I looked at Katya. “Was life better in the Soviet Union or is it better now?” I asked. “I don’t know…” She looked away. “I like what Putin’s done in Ukraine. Everyone knows Ukraine is part of Russian culture, and bringing it under Russian control is the right thing to do. But I look around this place and what’s happening is awful. People never used to be poor in Archangelsk. But now our region has no money. Buildings are falling down, hospitals are closing, and education doesn’t get you anywhere anymore.” There was a tremor in her voice. I looked down at the ground. A middle-class male from Auckland, New Zealand, I could never dream of having to marry at twenty-one to escape the straitjacket of systemic poverty.

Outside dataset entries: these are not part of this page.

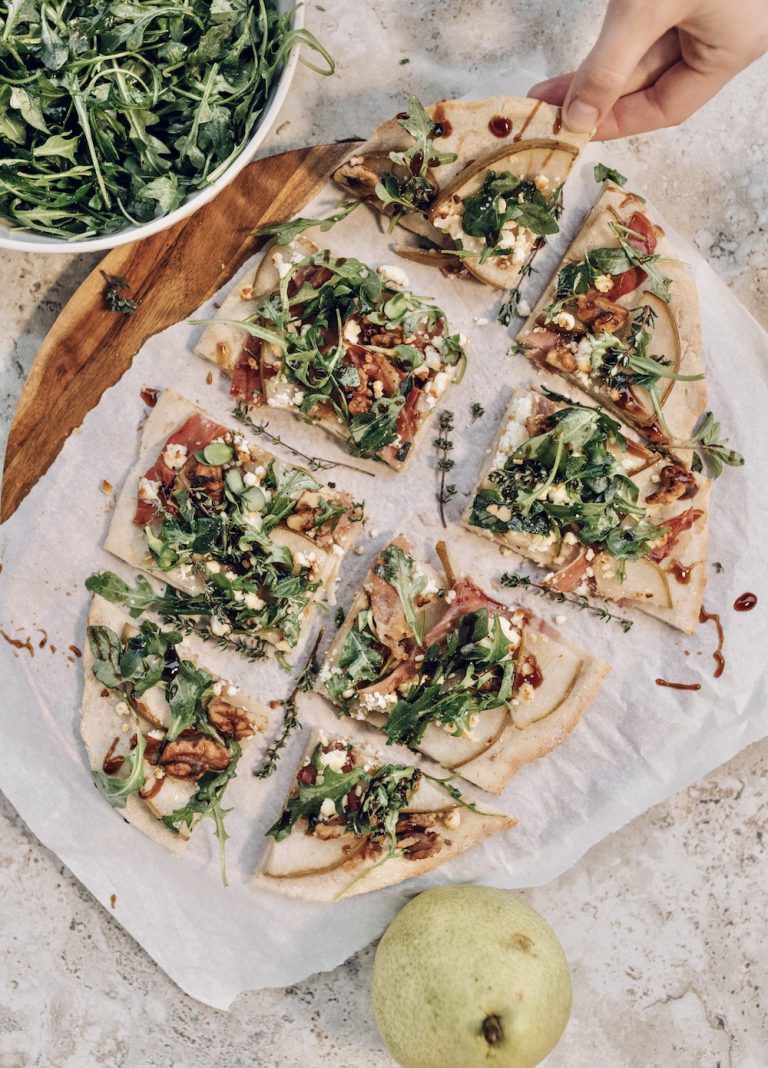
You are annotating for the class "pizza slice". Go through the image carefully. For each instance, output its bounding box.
[80,598,267,873]
[255,733,517,901]
[195,231,466,470]
[333,96,590,289]
[517,184,707,445]
[318,535,609,794]
[99,390,362,651]
[464,389,710,633]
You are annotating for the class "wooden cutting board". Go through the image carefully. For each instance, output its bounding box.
[0,142,358,522]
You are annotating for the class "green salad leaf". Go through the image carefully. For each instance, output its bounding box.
[0,0,334,236]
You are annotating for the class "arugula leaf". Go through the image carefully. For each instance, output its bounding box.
[162,739,241,886]
[374,545,428,645]
[85,571,158,617]
[674,411,745,478]
[593,163,627,186]
[266,764,370,842]
[91,714,146,808]
[252,200,362,245]
[470,394,665,561]
[0,0,333,238]
[461,171,560,252]
[375,96,458,225]
[166,660,214,741]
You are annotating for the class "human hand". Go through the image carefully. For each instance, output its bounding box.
[528,0,768,141]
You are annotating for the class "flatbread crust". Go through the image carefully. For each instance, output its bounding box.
[105,390,360,644]
[461,389,711,634]
[317,535,611,795]
[253,733,517,901]
[333,96,592,269]
[517,184,707,440]
[80,597,269,853]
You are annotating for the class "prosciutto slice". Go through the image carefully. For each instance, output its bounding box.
[134,412,226,527]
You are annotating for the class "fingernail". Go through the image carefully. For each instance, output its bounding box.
[563,96,598,134]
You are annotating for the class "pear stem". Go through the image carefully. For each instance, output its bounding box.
[483,1016,504,1046]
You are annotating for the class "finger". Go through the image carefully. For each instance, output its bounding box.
[528,70,576,108]
[595,60,732,141]
[528,30,680,107]
[563,0,677,132]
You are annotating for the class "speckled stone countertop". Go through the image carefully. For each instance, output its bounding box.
[0,0,768,1068]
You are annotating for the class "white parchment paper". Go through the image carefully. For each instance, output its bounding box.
[0,79,768,1008]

People in Moscow or St Petersburg will tell you that life is good in Russia. They will say that Russia has inexhaustible supplies of oil, gas and coal, which will allow its economy to last another thousand years. True enough, standards of living in Moscow and St Petersburg are high, and their populations continue to grow. Despite the many economic challenges that Russia has recently faced, these cities have weathered the storm reasonably well. But other parts of the country haven’t been so lucky…
Our memories of Archangelsk linger. Despite the all-pervading pollution, its river and embankment park were beautiful, and the city had an undeniable isolated charm. The people were friendly and extremely kind. But the struggle of daily of life in Archangelsk was inescapable. You have only to venture a little off the beaten track in Russia to see that decades of corruption and policy mismanagement are slowly but surely bringing the country to its knees.